His melodies are simply correct. Correct, luscious, mellifluous and delicious. Correct, luscious, mellifluous and delicious is how I would describe the melodies, harmonies and tones that Jai Uttal pulls down from the ethers. And his new CD “Let Me Burn” is replete with musical hooks. Since I first heard it I feel like a trout trying to wiggle from their grasps but to little avail. Every time I think I am free I catch myself humming “Sri Ram Jaya Ram Jaya Jaya Ram” or “HARE KRISHNA HARE KRISHNA KRISHNA KRISHNA HARE HARE HARE RAMA HARE RAMA RAMA RAMA HARE HARE.”
“Campfire Sri Ram” featuring Deva Premal & Miten is a genre-bending masterpiece. When I hear it I think, “If Carlos Santana played Hindu chants he would be Jai Uttal.” And the seamless layering of Sunniva Brynnel’s accordion and Jeff Cressman’s trombone adds a childlike playfulness that makes the song burst with aliveness.
About “Ladder of Longing” Jai says, “Upon reaching Mt. Sinai, the light was fading and the patriarch, Jacob, lay down to sleep. Putting a rock under his head, the ancient holy man rested and offered his consciousness to the divine spirit. In his dream state, Jacob saw a ladder connecting Earth to Heaven, and climbing up and down this ladder were angels of all types, sizes and energies. Descending the ladder were angels of compassion, bodhisattvas, who left the bliss of God’s presence to come to help the many souls lost in suffering and illusion. Ascending the mystical ladder were the angels of salvation, helping and encouraging the souls desperately struggling to reach the realms of purity and light. Singing the holy names, we sense a bejeweled ladder, shimmering with colors, calling us to climb its rungs of light. At first we shyly step up to the first rung, not sure if we are ready to take the step. But then our hearts break with love and longing, and we simply climb and climb, our passionate yearning expanding along with our ever increasing love. This is the Ladder of Longing!”
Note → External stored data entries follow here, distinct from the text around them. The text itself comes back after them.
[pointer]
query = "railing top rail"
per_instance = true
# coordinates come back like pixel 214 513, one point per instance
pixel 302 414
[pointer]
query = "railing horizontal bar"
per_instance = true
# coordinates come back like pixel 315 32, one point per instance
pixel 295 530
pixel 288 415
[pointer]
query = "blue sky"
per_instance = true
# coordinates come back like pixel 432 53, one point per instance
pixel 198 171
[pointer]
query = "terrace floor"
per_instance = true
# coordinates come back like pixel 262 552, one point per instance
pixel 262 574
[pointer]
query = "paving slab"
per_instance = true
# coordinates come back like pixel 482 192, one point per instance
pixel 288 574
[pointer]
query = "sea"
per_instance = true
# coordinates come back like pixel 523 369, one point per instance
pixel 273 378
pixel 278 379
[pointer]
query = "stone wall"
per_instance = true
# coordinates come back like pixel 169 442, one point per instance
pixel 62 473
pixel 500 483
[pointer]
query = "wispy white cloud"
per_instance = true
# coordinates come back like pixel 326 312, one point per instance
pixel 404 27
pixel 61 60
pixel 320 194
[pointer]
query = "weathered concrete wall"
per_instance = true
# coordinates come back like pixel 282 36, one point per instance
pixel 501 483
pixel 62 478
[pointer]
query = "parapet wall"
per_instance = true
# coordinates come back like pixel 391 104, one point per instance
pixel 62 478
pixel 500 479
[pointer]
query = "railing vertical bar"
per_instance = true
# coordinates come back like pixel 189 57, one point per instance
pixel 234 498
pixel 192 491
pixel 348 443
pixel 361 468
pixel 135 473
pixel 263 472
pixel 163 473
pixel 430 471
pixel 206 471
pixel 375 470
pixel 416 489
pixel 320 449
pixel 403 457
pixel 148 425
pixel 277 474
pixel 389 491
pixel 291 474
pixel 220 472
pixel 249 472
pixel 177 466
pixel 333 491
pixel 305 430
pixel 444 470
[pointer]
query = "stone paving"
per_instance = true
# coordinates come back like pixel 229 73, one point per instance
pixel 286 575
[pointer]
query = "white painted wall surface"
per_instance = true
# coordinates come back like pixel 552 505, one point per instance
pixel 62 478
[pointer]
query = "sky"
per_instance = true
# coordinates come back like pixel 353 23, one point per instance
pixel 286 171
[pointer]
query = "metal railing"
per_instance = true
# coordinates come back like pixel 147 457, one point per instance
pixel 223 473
The title track features Manose and was composed for a theatrical opera based on the Ramayana, entitled “Sita Ram.” Co-written with David Kersnar of the Lookingglass Theater and performed with the Chicago Children’s Choir, after recently spending a riveting evening with Kamasi Washington, I can attest that the syncopation and modulation of “Let Me Burn” are unparalleled.
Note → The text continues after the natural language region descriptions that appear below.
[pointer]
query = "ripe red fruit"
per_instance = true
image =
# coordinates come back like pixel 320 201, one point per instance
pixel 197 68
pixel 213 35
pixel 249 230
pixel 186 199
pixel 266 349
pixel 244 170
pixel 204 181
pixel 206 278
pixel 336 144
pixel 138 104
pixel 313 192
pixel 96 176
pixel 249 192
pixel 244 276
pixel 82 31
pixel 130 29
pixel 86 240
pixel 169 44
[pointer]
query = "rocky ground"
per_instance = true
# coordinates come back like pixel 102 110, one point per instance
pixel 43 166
While completing my graduate degree in religious studies I fell in love with the Upanishads; so “Asatoma” featuring Lucía Lilakoi was particularly poignant and poetic for me. The text of the mantra is:
asato mā sadgamaya
tamaso mā jyotirgamaya
mṛtyor mā’mṛtaṃ gamaya
Which translates to:
From the unreal lead me to the real
From darkness lead me to the light
From death lead me to immortality
Written circa 700 BCE, the Asatoma is a treatise on the Atman — the higher Self or what we think of as our soul. Thousands of years later Jai has rejuvenated this plea to extricate us from the suffering of mundane existence and transmuted it into a succulent lullaby.
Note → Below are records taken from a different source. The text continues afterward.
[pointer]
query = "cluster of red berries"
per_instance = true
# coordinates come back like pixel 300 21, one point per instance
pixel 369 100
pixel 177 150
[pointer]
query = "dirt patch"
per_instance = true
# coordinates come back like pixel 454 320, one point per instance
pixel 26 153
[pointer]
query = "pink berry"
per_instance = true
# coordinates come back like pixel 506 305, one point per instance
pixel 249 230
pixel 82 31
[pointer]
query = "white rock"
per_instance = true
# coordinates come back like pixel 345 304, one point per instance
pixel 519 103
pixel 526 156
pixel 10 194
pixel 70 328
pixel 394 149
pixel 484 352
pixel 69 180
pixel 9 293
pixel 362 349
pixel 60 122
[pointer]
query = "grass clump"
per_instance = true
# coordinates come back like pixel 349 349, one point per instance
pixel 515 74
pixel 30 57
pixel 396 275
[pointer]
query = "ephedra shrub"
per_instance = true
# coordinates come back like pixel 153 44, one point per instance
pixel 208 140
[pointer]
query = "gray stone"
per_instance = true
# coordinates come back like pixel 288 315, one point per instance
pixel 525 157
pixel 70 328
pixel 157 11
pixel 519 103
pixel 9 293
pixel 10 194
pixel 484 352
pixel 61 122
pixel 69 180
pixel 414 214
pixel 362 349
Speaking of lullabies… “After the Fire (Shiva’s Lullaby)” is the perfect finale to this symphony as it lulls the listener into a farewell — fare-thee-well — trance.
“Let Me Burn” is aflame with so many lyrical collaborations. Jai says, “I started working with people on these songs without really knowing what I was going to do with them. And my wife said, ‘Why not release these songs as an album in celebration of your 70th birthday on June 12? This birthday is a major milestone. So let’s mark it.’” It may be Jai’s birthday but we are the beneficiaries of the gifts of his 21st truly original, eclectic and iconic album.
I refer to “Let Me Burn” as the Best Jai Album of the Year not because Jai has issued multiple albums in 2021; I refer to “Let Me Burn” as the Best “Jai” Album of the Year because the only reason Jai Uttal has not hitherto won a Grammy Award is because Jai is his own genre. His music does not fall into the categories of rock, pop, country, gospel — not even global music — and he may not win a Grammy because his music is its own genre: Jai Music.